Billionaire Elon Musk has taken aim at new Australian legislation banning people aged under 16 from using social media, which is now under scrutiny in federal parliament.
The owner of X, formerly known as Twitter, posted his response to Prime Minister Anthony Albanese’s plan to prohibit under 16s from accessing social media, warning the federal government aimed to go further.
“Seems like a backdoor way to control access to the Internet by all Australians,” Musk posted on X.
The technology billionaire has previously lambasted the Australian government for its social media misinformation legislation.
Communications Minister Michelle Rowland yesterday introduced the world-first law into Parliament that would ban children under 16 from social media, saying online safety was one of parents’ toughest challenges.

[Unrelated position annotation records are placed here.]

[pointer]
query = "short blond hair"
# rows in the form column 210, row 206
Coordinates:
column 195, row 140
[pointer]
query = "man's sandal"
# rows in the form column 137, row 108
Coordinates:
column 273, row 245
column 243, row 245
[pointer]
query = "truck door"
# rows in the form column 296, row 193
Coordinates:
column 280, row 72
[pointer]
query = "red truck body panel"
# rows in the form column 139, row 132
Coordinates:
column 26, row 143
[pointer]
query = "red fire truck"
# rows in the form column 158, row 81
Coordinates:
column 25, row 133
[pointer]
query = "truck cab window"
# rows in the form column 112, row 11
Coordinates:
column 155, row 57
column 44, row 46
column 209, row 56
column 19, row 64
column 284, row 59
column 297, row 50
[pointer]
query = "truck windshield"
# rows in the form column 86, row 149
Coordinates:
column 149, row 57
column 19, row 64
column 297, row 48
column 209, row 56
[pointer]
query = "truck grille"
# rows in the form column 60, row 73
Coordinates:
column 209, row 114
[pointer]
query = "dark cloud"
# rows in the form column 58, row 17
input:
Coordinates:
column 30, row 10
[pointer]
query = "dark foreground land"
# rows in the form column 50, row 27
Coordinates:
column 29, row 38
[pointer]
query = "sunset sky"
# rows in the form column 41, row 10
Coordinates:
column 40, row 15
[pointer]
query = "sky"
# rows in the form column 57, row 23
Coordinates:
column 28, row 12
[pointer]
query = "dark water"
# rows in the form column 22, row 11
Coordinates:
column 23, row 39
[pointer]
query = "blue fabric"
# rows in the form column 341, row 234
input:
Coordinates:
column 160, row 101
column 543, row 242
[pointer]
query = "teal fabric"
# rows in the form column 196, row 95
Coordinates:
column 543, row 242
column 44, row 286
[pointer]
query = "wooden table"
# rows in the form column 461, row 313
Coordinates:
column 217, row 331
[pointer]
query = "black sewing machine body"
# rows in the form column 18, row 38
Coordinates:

She said TikTok, Facebook, Snapchat, Reddit, X and Instagram were among the platforms that would face fines of up to $50 million for systemic failures to prevent young children from holding accounts.
Rowland said others will have to refuse accounts for people aged under 16 – but they are the only ones who’ve been explicitly named by the government.
“This bill seeks to set a new normative value in society that accessing social media is not the defining feature of growing up in Australia,” Rowland told Parliament.
“There is wide acknowledgement that something must be done in the immediate term to help prevent young teens and children from being exposed to streams of content unfiltered and infinite,” she added.
While there is bipartisan political support for the proposed ban for teenagers to pass, the debate over whether it will actually curb the harm of social media continues.
The age limit is yet to pass parliament, so the details may yet change before they become law.
After it becomes law, the platforms would have one year to work out how to implement the age restriction.